Asked by alanrrios Aug 07, 2019 at 04:13 PM about the Kia Rio

Question type: Maintenance & Repair


I have a 2006 Kia Rio that is currently experiencing some engine issues. A diagnostic at Auto Zone confirmed the issue is with 2 out of the 4 cylinders misfiring. I've done a bit of research and so far this seems like something I may be able to resolve myself. However, I would like some assistance in diagnosing the issue to make sure I am not in over my head.

I first noticed the issue because my car was slow to accelerate. It felt as if the engine was significantly weaker. I checked my engine oil, because I wasn't sure where else to start, and noticed it was really low even though I was not due for an oil change. I went to nearby shop and they took note that there oil leaking over the top of the engine and most likely the culprit of the leak. I've since added oil to the engine but it is still bad. After receiving some advice from a bystander they recommended I go to Auto Zone for a diagnostic. Auto Zone confirmed my engine had a couple of misfiring cylinders.
The bystander's advice was that it could be a fuel injector problem due to the engine spitting oil.
The representative at Auto Zone mentioned that it could be an issue with spark plugs. When I mentioned the ignition coils they let me know that it could be an issue with the ignition coils being covered with oil.

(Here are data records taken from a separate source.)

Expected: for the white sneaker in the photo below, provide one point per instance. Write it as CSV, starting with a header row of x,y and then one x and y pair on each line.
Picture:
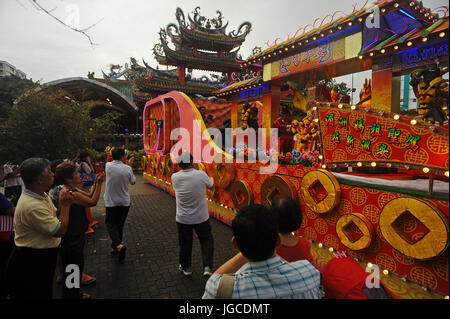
x,y
207,272
186,272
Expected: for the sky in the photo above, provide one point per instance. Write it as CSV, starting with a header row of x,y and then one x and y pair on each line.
x,y
46,50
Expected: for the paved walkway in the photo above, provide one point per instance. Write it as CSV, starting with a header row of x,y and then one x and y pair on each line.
x,y
151,266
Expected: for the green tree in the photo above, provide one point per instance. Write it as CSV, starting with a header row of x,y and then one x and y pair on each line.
x,y
46,124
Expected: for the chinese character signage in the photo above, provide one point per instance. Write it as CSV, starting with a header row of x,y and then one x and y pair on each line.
x,y
356,135
328,52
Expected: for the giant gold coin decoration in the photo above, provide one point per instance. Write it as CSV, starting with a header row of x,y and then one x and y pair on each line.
x,y
362,223
144,162
242,194
276,186
432,244
320,191
223,174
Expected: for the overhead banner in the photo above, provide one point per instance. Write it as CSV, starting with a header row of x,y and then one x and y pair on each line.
x,y
357,135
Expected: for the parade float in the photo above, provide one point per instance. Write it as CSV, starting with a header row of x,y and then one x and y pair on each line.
x,y
373,183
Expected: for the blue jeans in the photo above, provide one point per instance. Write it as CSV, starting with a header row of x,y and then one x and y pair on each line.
x,y
185,239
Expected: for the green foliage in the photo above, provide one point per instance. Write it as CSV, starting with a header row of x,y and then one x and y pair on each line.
x,y
96,156
47,124
137,157
106,123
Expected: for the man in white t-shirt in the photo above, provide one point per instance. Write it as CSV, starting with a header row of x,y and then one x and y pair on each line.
x,y
119,175
192,213
13,182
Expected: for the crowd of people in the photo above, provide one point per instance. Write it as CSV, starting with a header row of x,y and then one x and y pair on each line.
x,y
46,228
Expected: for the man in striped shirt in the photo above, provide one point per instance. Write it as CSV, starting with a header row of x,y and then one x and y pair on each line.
x,y
258,272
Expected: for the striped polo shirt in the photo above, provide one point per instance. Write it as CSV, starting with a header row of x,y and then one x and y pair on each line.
x,y
271,279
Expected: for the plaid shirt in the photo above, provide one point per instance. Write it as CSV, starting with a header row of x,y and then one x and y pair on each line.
x,y
271,279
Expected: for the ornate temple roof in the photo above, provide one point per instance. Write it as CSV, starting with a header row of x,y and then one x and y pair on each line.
x,y
142,83
206,34
190,41
315,36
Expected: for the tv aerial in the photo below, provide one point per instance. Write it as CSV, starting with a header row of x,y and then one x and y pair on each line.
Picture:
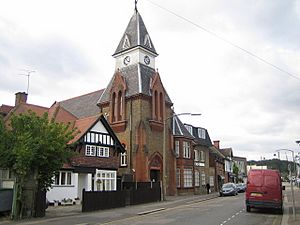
x,y
27,73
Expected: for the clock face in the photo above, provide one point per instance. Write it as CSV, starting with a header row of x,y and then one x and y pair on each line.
x,y
126,60
147,60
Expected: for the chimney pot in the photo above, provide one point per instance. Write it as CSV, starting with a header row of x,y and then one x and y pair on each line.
x,y
217,144
21,97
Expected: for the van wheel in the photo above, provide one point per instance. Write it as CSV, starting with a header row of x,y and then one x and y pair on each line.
x,y
248,209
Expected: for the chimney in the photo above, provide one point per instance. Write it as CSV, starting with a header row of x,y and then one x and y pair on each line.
x,y
21,97
217,144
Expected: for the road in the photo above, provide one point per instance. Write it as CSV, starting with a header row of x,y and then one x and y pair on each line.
x,y
217,211
220,211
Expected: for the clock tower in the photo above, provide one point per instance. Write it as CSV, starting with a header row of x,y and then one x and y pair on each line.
x,y
136,45
137,106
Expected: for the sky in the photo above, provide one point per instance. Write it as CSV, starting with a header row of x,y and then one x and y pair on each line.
x,y
249,105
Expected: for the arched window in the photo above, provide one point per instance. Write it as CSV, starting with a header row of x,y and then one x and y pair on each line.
x,y
161,106
155,105
114,107
120,105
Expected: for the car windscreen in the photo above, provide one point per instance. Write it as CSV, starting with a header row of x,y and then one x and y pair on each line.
x,y
227,185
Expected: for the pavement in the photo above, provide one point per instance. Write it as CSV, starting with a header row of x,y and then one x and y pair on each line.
x,y
171,201
291,214
288,218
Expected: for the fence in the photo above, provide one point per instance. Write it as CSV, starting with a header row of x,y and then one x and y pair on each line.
x,y
132,194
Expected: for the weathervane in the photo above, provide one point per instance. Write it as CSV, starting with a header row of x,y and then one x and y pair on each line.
x,y
27,73
135,5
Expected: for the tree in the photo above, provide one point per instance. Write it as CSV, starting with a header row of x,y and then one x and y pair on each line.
x,y
235,171
33,147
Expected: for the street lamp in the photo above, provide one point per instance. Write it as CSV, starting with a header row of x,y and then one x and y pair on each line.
x,y
164,172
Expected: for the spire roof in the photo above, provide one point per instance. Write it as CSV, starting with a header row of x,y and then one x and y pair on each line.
x,y
135,35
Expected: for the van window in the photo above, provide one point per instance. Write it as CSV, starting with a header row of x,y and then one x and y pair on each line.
x,y
271,181
256,180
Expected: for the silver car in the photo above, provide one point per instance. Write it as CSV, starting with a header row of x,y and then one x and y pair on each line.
x,y
228,189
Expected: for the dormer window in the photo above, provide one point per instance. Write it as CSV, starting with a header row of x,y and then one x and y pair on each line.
x,y
201,133
189,128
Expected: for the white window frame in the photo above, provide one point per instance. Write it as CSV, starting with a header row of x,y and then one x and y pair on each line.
x,y
203,178
177,145
90,150
211,181
178,176
123,159
197,155
202,156
188,178
186,150
63,178
201,133
106,180
197,178
189,128
102,151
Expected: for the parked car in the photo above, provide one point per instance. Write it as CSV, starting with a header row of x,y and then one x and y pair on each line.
x,y
228,189
264,190
241,187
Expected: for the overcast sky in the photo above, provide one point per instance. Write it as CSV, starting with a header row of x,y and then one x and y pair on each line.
x,y
246,104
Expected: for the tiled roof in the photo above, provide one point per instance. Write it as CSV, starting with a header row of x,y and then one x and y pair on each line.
x,y
201,141
227,152
5,109
216,151
179,128
138,79
24,108
84,105
135,35
83,125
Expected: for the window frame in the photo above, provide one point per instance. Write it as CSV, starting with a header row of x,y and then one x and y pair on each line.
x,y
186,150
187,177
123,159
177,148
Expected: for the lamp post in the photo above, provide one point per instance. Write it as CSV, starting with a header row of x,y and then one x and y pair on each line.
x,y
291,181
164,172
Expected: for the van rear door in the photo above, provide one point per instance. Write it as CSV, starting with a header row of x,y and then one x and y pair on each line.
x,y
271,188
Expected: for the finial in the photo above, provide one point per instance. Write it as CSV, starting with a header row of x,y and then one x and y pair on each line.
x,y
135,5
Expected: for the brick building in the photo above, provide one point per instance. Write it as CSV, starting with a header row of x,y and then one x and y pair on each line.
x,y
137,105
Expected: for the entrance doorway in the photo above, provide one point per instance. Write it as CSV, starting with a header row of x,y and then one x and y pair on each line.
x,y
155,175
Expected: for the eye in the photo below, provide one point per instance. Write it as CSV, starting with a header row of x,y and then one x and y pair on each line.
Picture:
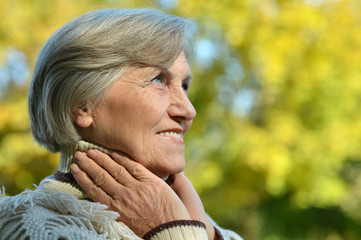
x,y
185,86
159,79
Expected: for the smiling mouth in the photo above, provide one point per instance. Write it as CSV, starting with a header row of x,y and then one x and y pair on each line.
x,y
172,136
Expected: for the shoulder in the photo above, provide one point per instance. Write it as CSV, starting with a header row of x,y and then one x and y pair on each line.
x,y
56,215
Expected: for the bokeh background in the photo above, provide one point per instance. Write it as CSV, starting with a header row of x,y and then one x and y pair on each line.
x,y
275,149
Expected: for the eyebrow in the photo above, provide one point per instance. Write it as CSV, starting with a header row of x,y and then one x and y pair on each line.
x,y
187,78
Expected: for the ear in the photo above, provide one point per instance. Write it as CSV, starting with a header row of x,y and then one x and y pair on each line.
x,y
83,116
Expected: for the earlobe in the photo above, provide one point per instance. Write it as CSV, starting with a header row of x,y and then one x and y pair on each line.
x,y
83,116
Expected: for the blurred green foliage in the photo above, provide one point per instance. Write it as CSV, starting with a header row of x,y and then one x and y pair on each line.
x,y
275,149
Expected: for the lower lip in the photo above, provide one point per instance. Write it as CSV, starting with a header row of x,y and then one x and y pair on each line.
x,y
173,139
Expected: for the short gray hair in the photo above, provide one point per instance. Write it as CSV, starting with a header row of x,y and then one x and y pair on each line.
x,y
83,58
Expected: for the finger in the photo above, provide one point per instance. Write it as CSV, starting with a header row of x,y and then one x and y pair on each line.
x,y
91,189
137,170
118,172
97,175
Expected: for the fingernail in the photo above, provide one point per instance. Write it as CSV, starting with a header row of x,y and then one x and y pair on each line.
x,y
79,156
91,153
115,155
74,168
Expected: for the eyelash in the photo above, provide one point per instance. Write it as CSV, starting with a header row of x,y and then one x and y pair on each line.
x,y
160,78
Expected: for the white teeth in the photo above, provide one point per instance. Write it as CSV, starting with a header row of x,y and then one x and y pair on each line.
x,y
171,134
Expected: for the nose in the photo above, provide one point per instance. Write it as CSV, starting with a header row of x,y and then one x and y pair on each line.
x,y
181,107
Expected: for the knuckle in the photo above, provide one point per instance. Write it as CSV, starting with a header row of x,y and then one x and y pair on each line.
x,y
100,179
94,192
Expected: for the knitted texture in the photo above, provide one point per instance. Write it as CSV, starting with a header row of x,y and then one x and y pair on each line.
x,y
60,209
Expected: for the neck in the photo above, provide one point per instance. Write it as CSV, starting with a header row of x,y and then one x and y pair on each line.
x,y
67,154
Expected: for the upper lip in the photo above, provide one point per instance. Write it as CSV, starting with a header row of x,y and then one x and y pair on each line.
x,y
176,130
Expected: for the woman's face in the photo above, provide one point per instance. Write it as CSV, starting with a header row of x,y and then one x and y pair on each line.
x,y
145,114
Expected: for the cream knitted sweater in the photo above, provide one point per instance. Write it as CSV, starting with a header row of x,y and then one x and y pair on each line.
x,y
59,209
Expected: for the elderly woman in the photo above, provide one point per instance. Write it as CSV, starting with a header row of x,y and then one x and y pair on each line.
x,y
109,92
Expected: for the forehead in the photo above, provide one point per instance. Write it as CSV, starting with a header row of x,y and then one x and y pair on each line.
x,y
179,68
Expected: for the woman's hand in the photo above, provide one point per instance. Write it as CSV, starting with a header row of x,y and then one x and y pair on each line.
x,y
190,198
143,200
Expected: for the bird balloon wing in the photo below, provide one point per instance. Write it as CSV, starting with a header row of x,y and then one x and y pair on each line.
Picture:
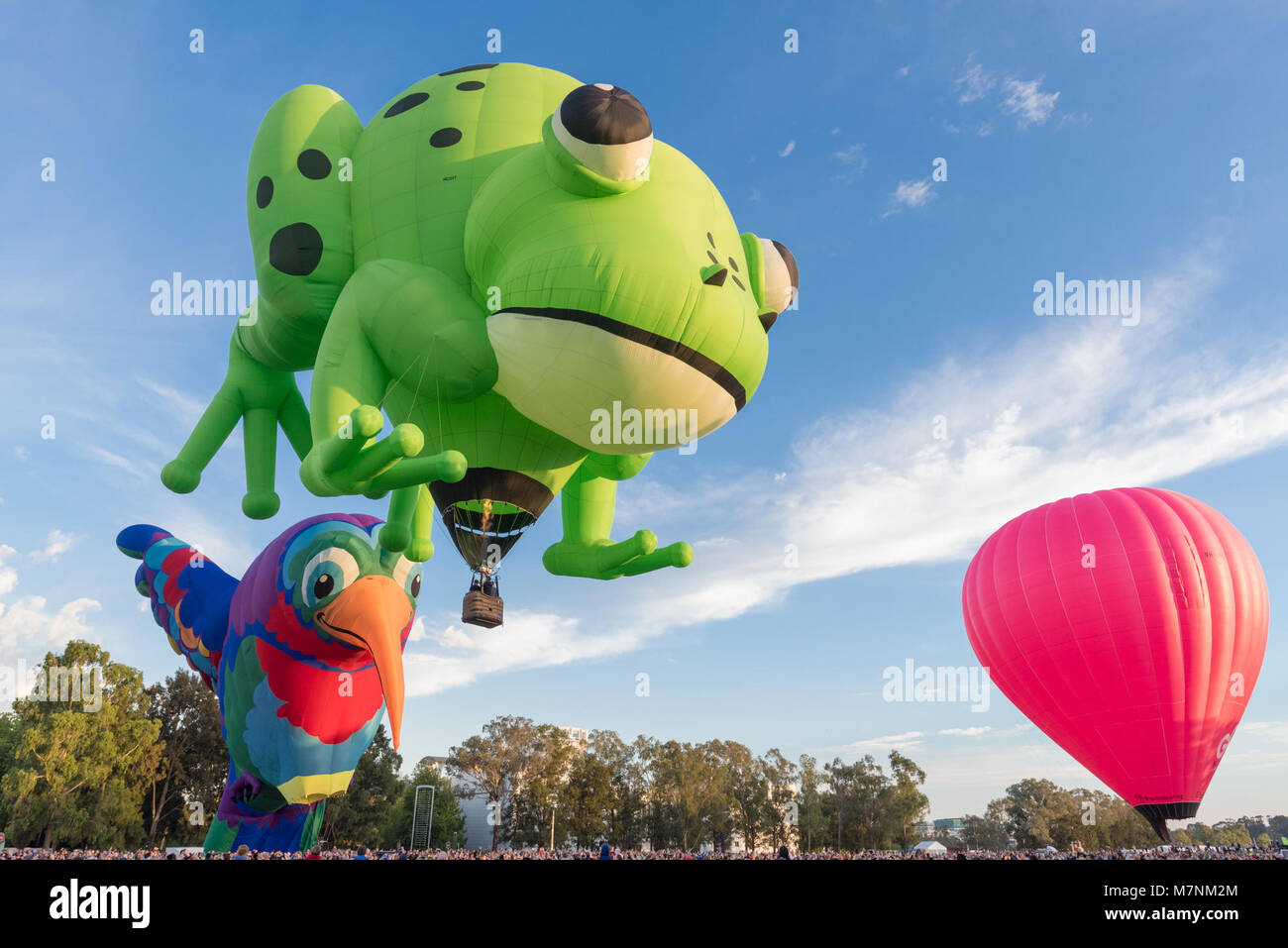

I haven't done TOO much research but I've considered a few solutions. Those are as follows, in order that I would want to try:

1.) Clean the ignition coils so that there is no oil present.
2.) Replace the ignition coils where engine misfire is present.
3.) Get an expensive diagnostic from a mechanic to ensure there is no other issues such as a fuel injector problem and then follow it up with an expensive repair.

My goal with this post is to get more advice on the issue so that I can make a better decision on how to continue. My biggest gripe with this now is how this issue could have started. If I were to replace the ignition coils without addressing the issue that caused the ignition coils to have issues in the first place, such as what caused them to get covered in oil, then I would have spent money on a repair that didn't address the underlying issue.

Best case scenario is that cleaning the engine coils and making sure they are free of oil fixes the problem. Worst case scenario is that I need to get a diagnostic done to find that there is a deeper, more expensive problem.

Thank y'all for your assistance.

2 Answers


Remove the ignition coils and replace the spark plugs at a minimum. Inspect Ignition coil #2 and #4 for oil. You might want to consider replacing the valve cover gasket if the oil is really bad. You can swap the coils from one cylinder to another and see if the CEL stays on and if the misfire codes move from cylinder to cylinder. Then you know it is the coils.

1 people found this helpful.

I took your advice and switch engine coils 1 and 2 at home before heading to Auto Zone for an updated diagnostic. The car was still rough while idle and felt different while riding. At Auto Zone the updated diagnostic showed that only cylinder 4 was misfiring now. I switched 3 and 4 there and got an updated diagnostic. At first it was all clear but when I accelerated to leave the parking the rough ride started again. The last diagnostic showed that cylinder 3 was now misfiring. All engine coils were still covered in oil. I was not able to figure out an answer of where that oil would be coming from and if it would require a more intensive fix. So to recap: Swapping engine coils 1 and 2 fixed the cylinder 2 misfiring issue on 2. Swapping engine coils 3 and 4 confirmed issue with single engine coil now on cylinder 3. I will be continuing by buying a new engine coil online and swapping it out.